It’s one of the most divisive and discussed issues in food production today: genetically modified organisms (GMOs). Supporters point to greatly improved food production and reduced need for fertilizers and pesticides; opponents claim that GMO products are inadequately tested and may result in unknown health and environmental dangers.
So what exactly are genetically modified organisms? Well, the traditional method for creating new and improved species of crops has been cross pollination and this is how it’s been done by farmers for generations. GMO crops have been altered by changing their genetic make-up and more research has to be conducted to determine benefits and risks. While regulations are being enacted, a wide grass-roots movement is currently promoting non-GMO foods and agriculture because many people believe they must protect themselves and the agricultural environment. GMO critics say genetically engineering a food could affect its nutritional value or create allergens or toxins in the food, although these claims are disputed by federal regulators, including the Food and Drug Administration. Three agencies — the FDA, U.S. Department of Agriculture and the Environmental Protection Agency — regulate GMOs for safety.

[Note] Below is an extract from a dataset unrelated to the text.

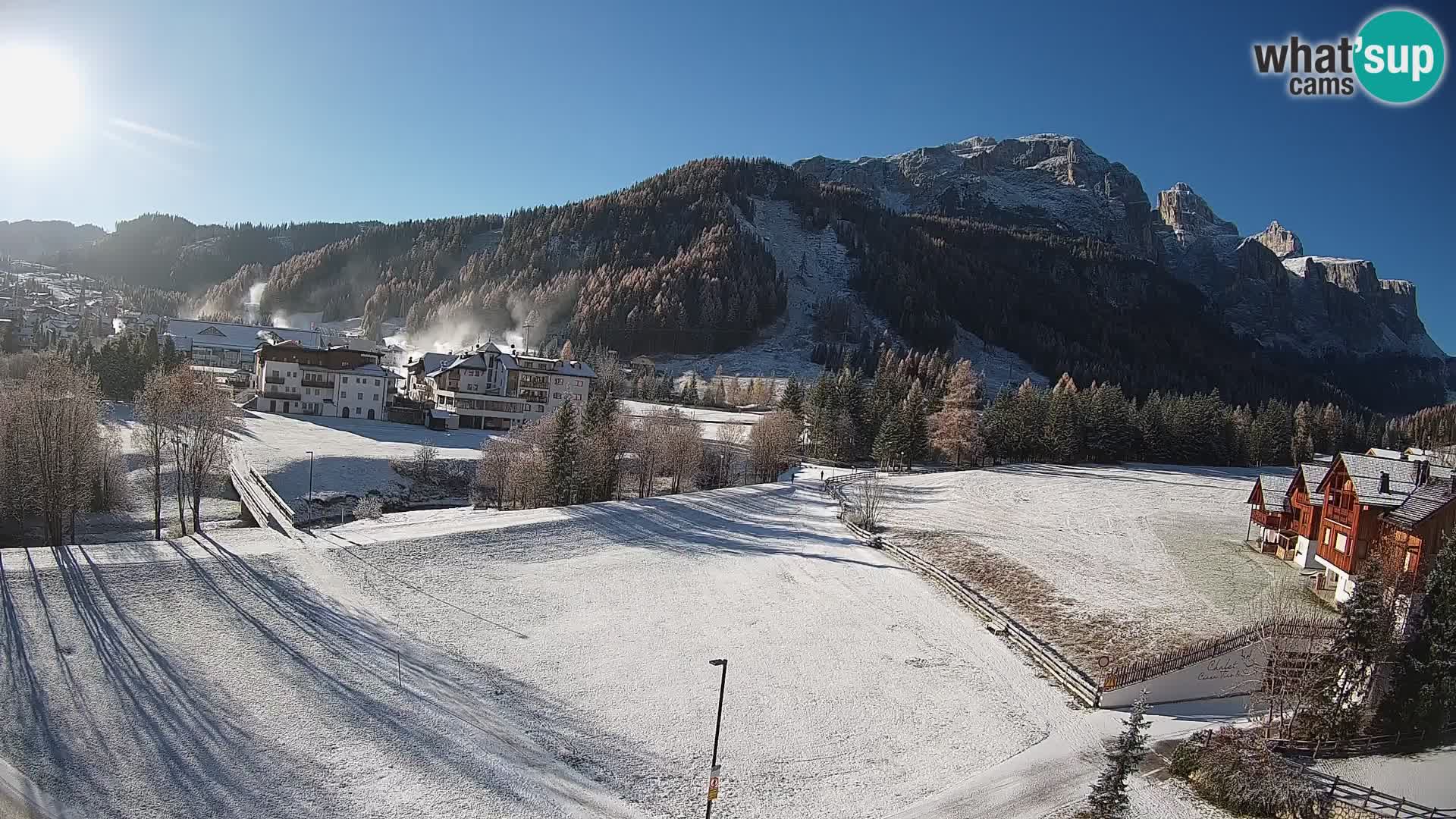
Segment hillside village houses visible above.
[252,340,399,421]
[1247,449,1456,602]
[406,344,597,430]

Crops on the market today that are most likely to be GMO – corn, soybean, cotton, sugar beets, alfalfa, canola, Hawaiian papaya, yellow crookneck squash, and zucchini.
In addition to the question of the harmfulness of GMOs, there’s also the question of required labeling and the importance to consumers. Though studies have shown that some consumers won’t change their purchasing habits because of a GMO label, polls consistently show that the majority of Americans do want to have the right to make that decision themselves.